Stefan shrugged. "It was probably the only one that was worth stealing. I've seen the pieces he claimed were museum quality, and none of them was worth more than a few hundred bucks."

"How would the thieves know that? There were at least thirty quilts in the shop, and many of them were tagged with prices high enough to be worth stealing, even if they were lower than the one on the wall. Why not take them all?"

Stefan unlocked the back room. "Maybe they didn't have time to take more than one and got lucky with their choice."

"I don't believe in that much luck. Whoever took it had to have known a good bit about quilt values."

"Hey, don't look at me." Stefan put on gloves, and I picked up the pair Matt had worn yesterday. He picked up one side of the sheet the four-patch was lying on while I did the same thing with the opposite side.

Stefan continued, "Alyse already accused me of stealing it. She sent a cop over to harass me even. A young guy, a little too enthusiastic about his job. I told him what I'm telling you now—I wouldn't gain anything by stealing any of Tremain's quilts. It wouldn't be worth much without its provenance, and everyone knows I only sell fully documented artwork. I don't do shady deals like some people do, and I would never risk my reputation for a single sale."

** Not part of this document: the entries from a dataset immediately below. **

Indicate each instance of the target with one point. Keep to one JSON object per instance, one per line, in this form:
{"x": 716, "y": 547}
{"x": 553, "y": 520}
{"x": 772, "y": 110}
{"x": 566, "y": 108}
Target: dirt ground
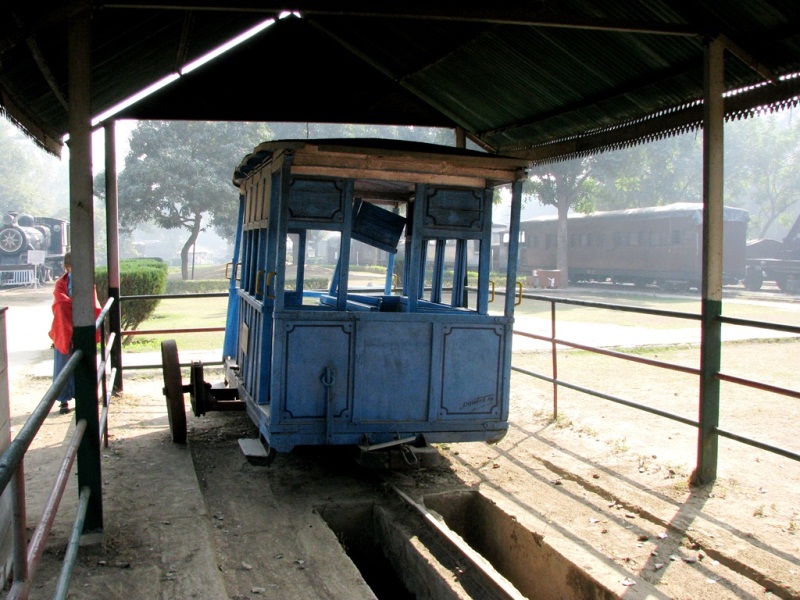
{"x": 606, "y": 486}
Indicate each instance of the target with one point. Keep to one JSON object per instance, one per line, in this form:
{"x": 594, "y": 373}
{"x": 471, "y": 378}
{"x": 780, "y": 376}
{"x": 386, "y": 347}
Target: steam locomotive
{"x": 22, "y": 233}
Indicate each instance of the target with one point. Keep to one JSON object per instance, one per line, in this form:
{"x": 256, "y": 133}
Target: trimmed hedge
{"x": 211, "y": 286}
{"x": 137, "y": 277}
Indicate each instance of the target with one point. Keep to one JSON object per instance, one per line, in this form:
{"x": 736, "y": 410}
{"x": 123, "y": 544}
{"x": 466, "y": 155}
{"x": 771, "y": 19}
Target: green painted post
{"x": 86, "y": 407}
{"x": 713, "y": 207}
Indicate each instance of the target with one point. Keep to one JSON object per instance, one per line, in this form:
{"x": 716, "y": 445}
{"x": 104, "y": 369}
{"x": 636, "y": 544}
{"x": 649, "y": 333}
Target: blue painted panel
{"x": 316, "y": 200}
{"x": 454, "y": 209}
{"x": 309, "y": 349}
{"x": 392, "y": 371}
{"x": 471, "y": 371}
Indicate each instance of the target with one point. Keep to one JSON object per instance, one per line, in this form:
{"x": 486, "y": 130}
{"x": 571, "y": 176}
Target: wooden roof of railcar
{"x": 382, "y": 161}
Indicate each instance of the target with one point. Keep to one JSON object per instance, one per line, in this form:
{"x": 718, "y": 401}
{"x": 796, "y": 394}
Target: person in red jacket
{"x": 61, "y": 331}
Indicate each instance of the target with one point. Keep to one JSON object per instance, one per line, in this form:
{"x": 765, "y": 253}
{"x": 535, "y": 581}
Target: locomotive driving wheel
{"x": 173, "y": 390}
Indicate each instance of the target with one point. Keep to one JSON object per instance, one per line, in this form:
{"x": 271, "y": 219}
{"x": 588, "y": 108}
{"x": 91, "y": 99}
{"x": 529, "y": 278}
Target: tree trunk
{"x": 195, "y": 232}
{"x": 562, "y": 260}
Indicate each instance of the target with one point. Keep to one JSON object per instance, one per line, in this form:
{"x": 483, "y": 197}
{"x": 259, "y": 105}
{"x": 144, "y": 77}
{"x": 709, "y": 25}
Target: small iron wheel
{"x": 173, "y": 390}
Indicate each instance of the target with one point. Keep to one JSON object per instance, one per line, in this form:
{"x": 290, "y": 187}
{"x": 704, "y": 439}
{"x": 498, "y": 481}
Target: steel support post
{"x": 713, "y": 201}
{"x": 82, "y": 246}
{"x": 112, "y": 242}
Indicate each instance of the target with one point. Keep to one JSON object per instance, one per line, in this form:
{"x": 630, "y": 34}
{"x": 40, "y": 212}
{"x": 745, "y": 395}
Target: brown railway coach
{"x": 659, "y": 245}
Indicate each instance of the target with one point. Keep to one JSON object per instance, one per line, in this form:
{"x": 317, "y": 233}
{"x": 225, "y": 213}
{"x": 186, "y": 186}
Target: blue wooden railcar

I'd only been thinking aloud and hadn't meant to suggest Stefan had taken the quilt. Still, I could see why Alyse might have suspected him. Despite what Stefan claimed, he did have a motive. He could have taken the quilt, not to sell but more as payback for what Tremain had put Stefan through by copying quilts from his gallery. It was possible, but I didn't believe it. If Stefan had done it out of revenge, he would have done it while Tremain was alive. Stealing it now wouldn't be particularly satisfying, since Tremain was beyond any suffering Stefan could inflict on him.